Trish dozes off on one of the cluttered countertops and as Jessica and I continue to work, I hear a squeaking noise on the glass, followed by a knock. I jump, and Jessica gets up to deal with Kilgrave, clearing her throat.
Exhausted, I sit down on the floor, up against the wall, and lean my head back, shutting my eyes. What time is it? How long have we been here?
“Who is Eric?” Jessica asks aloud, sitting back down. “His brother?”
I open one eye. “Could be another kid from the study?”
I hear her typing and I shut my eyes again, dozing off on the floor. I hear snippets of conversation, even while asleep, but most of it is hushed and scattered, although at one point I catch a halfhearted “She’s almost sweet when she’s asleep,” which I despise. When I wake up hours later, it’s just Trish in the room.
“Where did Jessica go?” I ask.
She tells me that Jessica has a lead on Kilgrave’s parents and went to go track someone down. I sit up and rub my eyes to see Kilgrave still staring at us through the glass.
“He’s been like that for hours now,” says Trish, turning to whisper to me.
“Fuck,” I whisper.
She searches in her bag and pulls out a granola bar. “Hungry?”
I nod, taking it and tearing it open.

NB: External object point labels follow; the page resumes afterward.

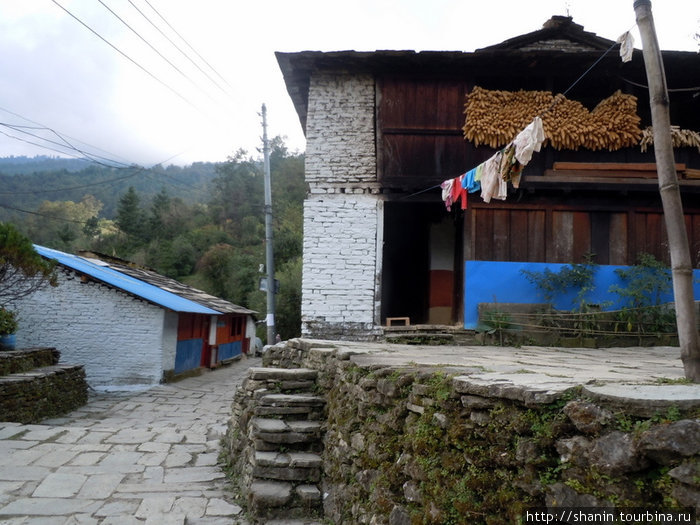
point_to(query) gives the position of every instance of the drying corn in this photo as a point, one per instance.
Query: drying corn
(680, 138)
(495, 117)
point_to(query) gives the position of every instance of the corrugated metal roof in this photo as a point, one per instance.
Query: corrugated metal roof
(109, 274)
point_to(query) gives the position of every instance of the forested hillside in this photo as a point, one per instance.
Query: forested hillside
(202, 224)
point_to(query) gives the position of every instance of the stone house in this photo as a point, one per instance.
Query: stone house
(384, 129)
(130, 327)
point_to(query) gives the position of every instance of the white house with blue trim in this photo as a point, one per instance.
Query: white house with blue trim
(129, 326)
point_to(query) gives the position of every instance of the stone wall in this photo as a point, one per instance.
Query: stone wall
(343, 210)
(18, 361)
(33, 386)
(420, 445)
(117, 337)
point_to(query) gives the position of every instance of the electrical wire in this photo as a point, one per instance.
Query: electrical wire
(142, 68)
(187, 43)
(178, 47)
(64, 137)
(64, 143)
(154, 49)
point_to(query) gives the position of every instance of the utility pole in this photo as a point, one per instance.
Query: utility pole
(682, 269)
(269, 256)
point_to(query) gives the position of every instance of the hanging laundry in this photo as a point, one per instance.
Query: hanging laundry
(447, 193)
(458, 192)
(529, 140)
(510, 168)
(470, 182)
(493, 186)
(626, 41)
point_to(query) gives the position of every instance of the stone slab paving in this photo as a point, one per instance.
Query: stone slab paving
(649, 377)
(139, 458)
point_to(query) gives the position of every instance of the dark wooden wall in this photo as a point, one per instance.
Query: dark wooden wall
(557, 234)
(419, 128)
(420, 144)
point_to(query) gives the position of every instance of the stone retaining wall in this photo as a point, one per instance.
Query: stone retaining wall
(33, 386)
(17, 361)
(419, 445)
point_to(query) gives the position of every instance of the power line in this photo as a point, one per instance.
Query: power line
(46, 216)
(178, 47)
(142, 68)
(70, 188)
(186, 42)
(153, 48)
(62, 136)
(64, 143)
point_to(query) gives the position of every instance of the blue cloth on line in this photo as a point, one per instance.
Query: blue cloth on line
(469, 181)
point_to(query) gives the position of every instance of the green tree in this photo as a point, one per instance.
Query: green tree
(22, 270)
(130, 217)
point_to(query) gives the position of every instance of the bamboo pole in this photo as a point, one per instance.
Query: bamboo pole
(681, 266)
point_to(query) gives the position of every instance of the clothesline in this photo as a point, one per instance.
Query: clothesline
(492, 176)
(506, 165)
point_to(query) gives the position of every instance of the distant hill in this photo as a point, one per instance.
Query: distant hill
(26, 182)
(23, 165)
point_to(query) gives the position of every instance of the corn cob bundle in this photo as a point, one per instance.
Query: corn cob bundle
(494, 118)
(680, 138)
(565, 123)
(614, 123)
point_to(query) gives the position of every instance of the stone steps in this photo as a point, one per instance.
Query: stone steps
(283, 443)
(290, 406)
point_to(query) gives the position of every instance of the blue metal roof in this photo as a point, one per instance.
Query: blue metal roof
(102, 272)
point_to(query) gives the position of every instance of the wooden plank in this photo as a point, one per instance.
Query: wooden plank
(581, 241)
(611, 166)
(483, 244)
(618, 239)
(557, 177)
(563, 236)
(694, 239)
(587, 174)
(536, 234)
(518, 235)
(501, 235)
(600, 236)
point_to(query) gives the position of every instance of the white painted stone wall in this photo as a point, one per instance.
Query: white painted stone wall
(343, 210)
(119, 339)
(340, 138)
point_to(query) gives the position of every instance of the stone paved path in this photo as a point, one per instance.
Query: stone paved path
(143, 458)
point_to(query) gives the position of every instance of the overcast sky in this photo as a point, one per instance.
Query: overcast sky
(113, 95)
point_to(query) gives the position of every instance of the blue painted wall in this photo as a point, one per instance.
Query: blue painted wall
(503, 282)
(188, 355)
(229, 350)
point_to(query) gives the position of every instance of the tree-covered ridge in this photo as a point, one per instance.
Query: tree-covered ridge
(210, 236)
(27, 190)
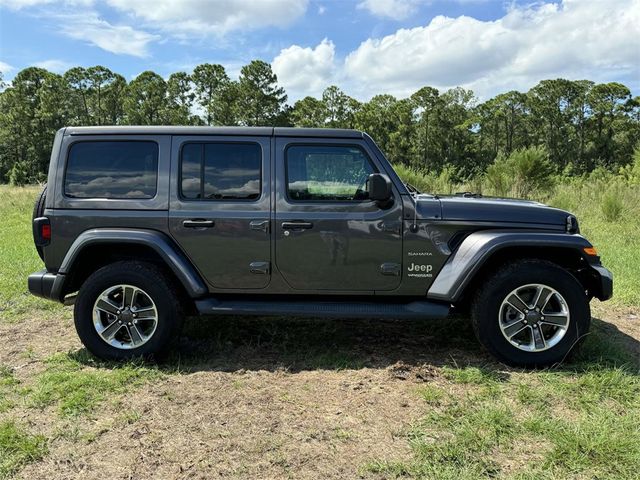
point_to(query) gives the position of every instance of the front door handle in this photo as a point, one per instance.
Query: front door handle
(296, 225)
(198, 223)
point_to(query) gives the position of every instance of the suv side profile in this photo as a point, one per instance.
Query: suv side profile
(140, 226)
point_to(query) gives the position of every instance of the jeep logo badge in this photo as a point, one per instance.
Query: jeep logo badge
(419, 270)
(414, 267)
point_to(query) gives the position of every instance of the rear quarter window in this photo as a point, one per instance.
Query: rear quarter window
(112, 169)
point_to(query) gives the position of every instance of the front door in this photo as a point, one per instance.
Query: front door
(328, 234)
(220, 208)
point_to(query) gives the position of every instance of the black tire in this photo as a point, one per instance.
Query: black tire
(486, 311)
(38, 211)
(155, 283)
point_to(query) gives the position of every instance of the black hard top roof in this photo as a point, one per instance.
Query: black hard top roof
(236, 131)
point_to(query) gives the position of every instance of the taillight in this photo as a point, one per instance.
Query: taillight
(45, 232)
(41, 231)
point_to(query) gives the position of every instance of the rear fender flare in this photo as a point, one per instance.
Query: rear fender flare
(174, 259)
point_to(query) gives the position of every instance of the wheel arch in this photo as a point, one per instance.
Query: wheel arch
(98, 247)
(483, 253)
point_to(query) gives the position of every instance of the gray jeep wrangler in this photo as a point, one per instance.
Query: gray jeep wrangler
(139, 226)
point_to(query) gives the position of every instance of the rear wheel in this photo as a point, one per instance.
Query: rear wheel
(531, 313)
(127, 310)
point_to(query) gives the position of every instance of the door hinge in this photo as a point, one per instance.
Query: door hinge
(392, 269)
(260, 268)
(262, 225)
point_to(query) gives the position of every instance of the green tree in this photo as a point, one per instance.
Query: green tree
(260, 100)
(146, 100)
(180, 100)
(309, 112)
(211, 84)
(340, 109)
(31, 110)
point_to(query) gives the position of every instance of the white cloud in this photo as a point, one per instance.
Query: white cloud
(118, 39)
(305, 71)
(5, 67)
(592, 39)
(57, 66)
(199, 18)
(20, 4)
(395, 9)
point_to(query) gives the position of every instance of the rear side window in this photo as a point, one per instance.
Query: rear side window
(112, 169)
(327, 173)
(221, 171)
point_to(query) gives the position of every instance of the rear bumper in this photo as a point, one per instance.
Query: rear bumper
(604, 287)
(46, 284)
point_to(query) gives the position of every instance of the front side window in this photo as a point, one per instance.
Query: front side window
(112, 169)
(327, 173)
(221, 171)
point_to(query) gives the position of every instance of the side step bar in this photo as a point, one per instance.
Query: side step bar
(415, 309)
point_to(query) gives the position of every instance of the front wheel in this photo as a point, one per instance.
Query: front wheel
(531, 313)
(126, 310)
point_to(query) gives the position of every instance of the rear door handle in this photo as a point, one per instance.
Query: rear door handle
(198, 223)
(296, 225)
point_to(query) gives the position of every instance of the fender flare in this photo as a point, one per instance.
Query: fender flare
(179, 264)
(477, 248)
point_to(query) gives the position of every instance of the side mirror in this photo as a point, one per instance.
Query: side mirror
(379, 188)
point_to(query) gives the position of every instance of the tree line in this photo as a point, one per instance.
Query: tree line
(580, 125)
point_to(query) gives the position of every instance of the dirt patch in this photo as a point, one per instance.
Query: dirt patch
(257, 398)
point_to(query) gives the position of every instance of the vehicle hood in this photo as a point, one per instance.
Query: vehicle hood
(499, 210)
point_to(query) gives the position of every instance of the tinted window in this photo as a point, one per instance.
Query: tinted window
(112, 170)
(221, 171)
(327, 173)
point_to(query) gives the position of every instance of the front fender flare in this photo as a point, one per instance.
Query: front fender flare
(478, 247)
(159, 242)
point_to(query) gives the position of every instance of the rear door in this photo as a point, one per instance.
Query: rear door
(328, 234)
(220, 208)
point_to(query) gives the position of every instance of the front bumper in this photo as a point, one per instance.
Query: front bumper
(46, 284)
(604, 283)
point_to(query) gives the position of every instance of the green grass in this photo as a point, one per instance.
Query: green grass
(548, 424)
(18, 257)
(78, 384)
(18, 447)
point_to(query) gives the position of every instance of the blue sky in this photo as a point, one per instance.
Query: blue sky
(364, 46)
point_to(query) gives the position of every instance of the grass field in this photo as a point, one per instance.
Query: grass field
(300, 398)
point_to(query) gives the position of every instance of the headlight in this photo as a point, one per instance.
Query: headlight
(572, 224)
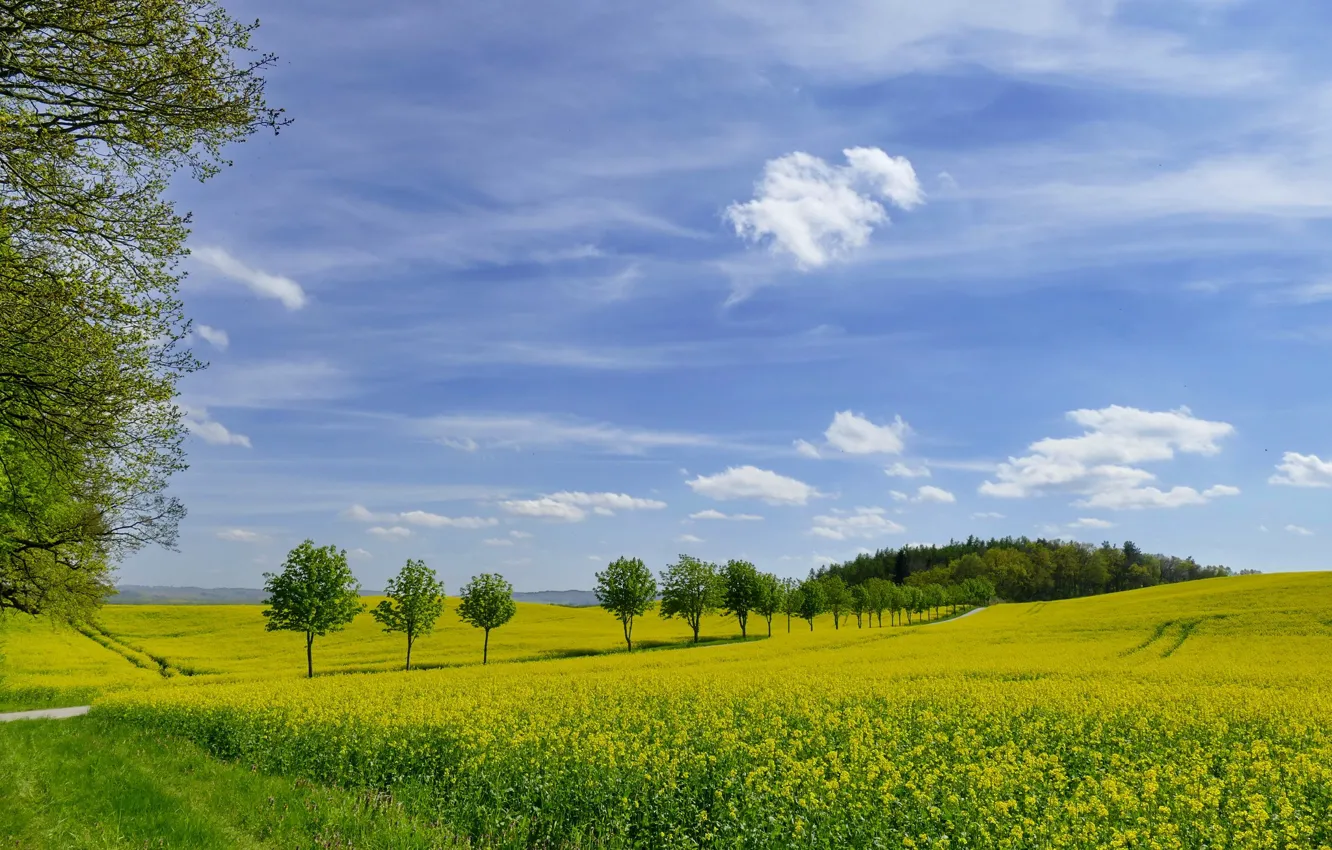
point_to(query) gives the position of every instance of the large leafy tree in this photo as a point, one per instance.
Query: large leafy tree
(315, 593)
(771, 598)
(741, 592)
(626, 589)
(690, 588)
(837, 598)
(413, 605)
(100, 103)
(486, 604)
(813, 600)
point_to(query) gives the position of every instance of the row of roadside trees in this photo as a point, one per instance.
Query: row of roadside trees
(316, 593)
(690, 588)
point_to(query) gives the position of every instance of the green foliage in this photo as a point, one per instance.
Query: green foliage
(315, 593)
(741, 592)
(837, 598)
(414, 602)
(811, 600)
(100, 103)
(486, 604)
(771, 598)
(88, 782)
(1024, 569)
(690, 588)
(626, 589)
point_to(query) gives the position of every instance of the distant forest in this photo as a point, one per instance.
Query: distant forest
(1023, 569)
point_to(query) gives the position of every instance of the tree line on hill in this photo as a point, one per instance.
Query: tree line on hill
(1024, 570)
(316, 593)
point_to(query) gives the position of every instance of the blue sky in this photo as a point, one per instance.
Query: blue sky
(528, 287)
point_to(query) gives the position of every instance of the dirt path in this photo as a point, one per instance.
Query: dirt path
(937, 622)
(44, 714)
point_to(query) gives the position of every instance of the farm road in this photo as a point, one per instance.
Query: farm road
(939, 622)
(44, 714)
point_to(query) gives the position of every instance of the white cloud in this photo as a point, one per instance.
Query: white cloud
(855, 434)
(902, 470)
(1303, 470)
(819, 212)
(718, 514)
(572, 506)
(753, 482)
(417, 517)
(209, 430)
(468, 433)
(215, 336)
(1090, 522)
(1099, 464)
(241, 536)
(863, 522)
(260, 283)
(934, 494)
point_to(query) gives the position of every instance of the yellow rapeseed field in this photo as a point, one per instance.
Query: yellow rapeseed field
(1188, 716)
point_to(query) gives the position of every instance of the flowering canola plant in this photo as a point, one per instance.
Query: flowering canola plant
(1190, 716)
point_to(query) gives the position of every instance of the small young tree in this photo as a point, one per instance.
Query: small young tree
(791, 600)
(414, 602)
(739, 592)
(690, 588)
(859, 604)
(837, 598)
(877, 593)
(626, 589)
(770, 598)
(811, 601)
(315, 593)
(486, 604)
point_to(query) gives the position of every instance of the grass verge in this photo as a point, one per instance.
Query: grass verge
(89, 782)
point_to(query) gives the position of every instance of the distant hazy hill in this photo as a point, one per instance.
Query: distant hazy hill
(152, 594)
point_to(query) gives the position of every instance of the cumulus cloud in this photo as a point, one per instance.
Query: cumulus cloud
(902, 470)
(260, 283)
(1303, 470)
(417, 517)
(1100, 464)
(241, 536)
(212, 432)
(865, 522)
(573, 506)
(215, 336)
(753, 482)
(718, 514)
(855, 434)
(1091, 522)
(818, 212)
(934, 494)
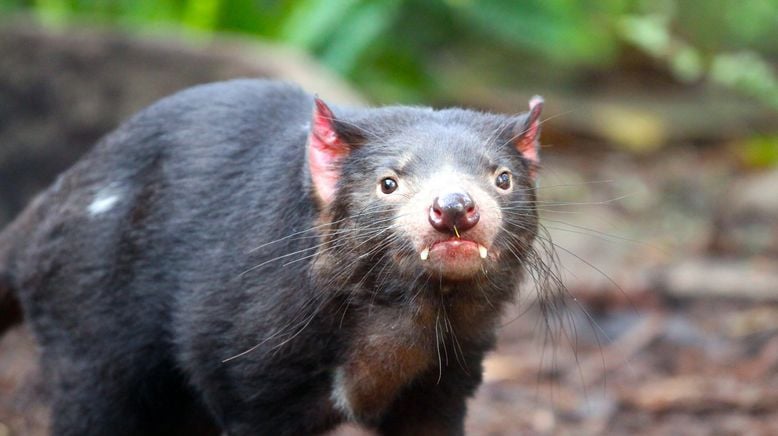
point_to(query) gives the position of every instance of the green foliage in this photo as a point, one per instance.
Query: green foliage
(401, 49)
(759, 152)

It’s the shitty crumbly kind, but I don’t complain. She rustles around in her bag a little longer until I hear footsteps from down the hall. Hogarth has returned.
“You’re back,” says Trish, and I see her shove something into her purse.
“Jessica said she had something urgent to show me.” She looks over at me. “She’s still here?”
“Jessica will be back soon,” says Trish.
“Why don’t you both go outside and get some fresh air?” says Hogarth. “Last thing I need is another woman losing her mind.”
Oooh. Drama.
“Yeah, I guess we could use a break,” says Trish. “Come on, Willow.”
We leave the room and take a walk to the end of the hall, where we push the doors open, clamber down the several flights of stairs and step outside for the first time in ages. I take a deep breath and suck in the fresh air. It’s nighttime, now, and the sky calls me, but I keep my feet planted to the ground.
“Sorry about… Jess making you tell us all that stuff,” says Trish suddenly. “I’m sorry that happened. To you.”
“I’m over it,” I say. “Don’t worry.”
“Would you tell someone if you weren’t okay?” Trish asks. “I mean, this stuff… it’s heavy.”
“No worse than what I’ve seen,” I say, quietly. “Trust me.” Eh, I could probably use some therapy or whatever.
She sighs. “I just wish Jessica would get back here already.” She picks up her phone to make a call.
I pace around the lot behind the warehouse, and finally start climbing the stairs of the fire escape, onto the roof, where it’s finally safe to take off my jacket and let my wings breathe as well.
I could just fly away, right now. Forget all of this. Run again.
But, no.
After a few minutes, I fold my wings back in and climb back down the escape, not even letting myself glide on down and enjoy the night. There’s more work to be done.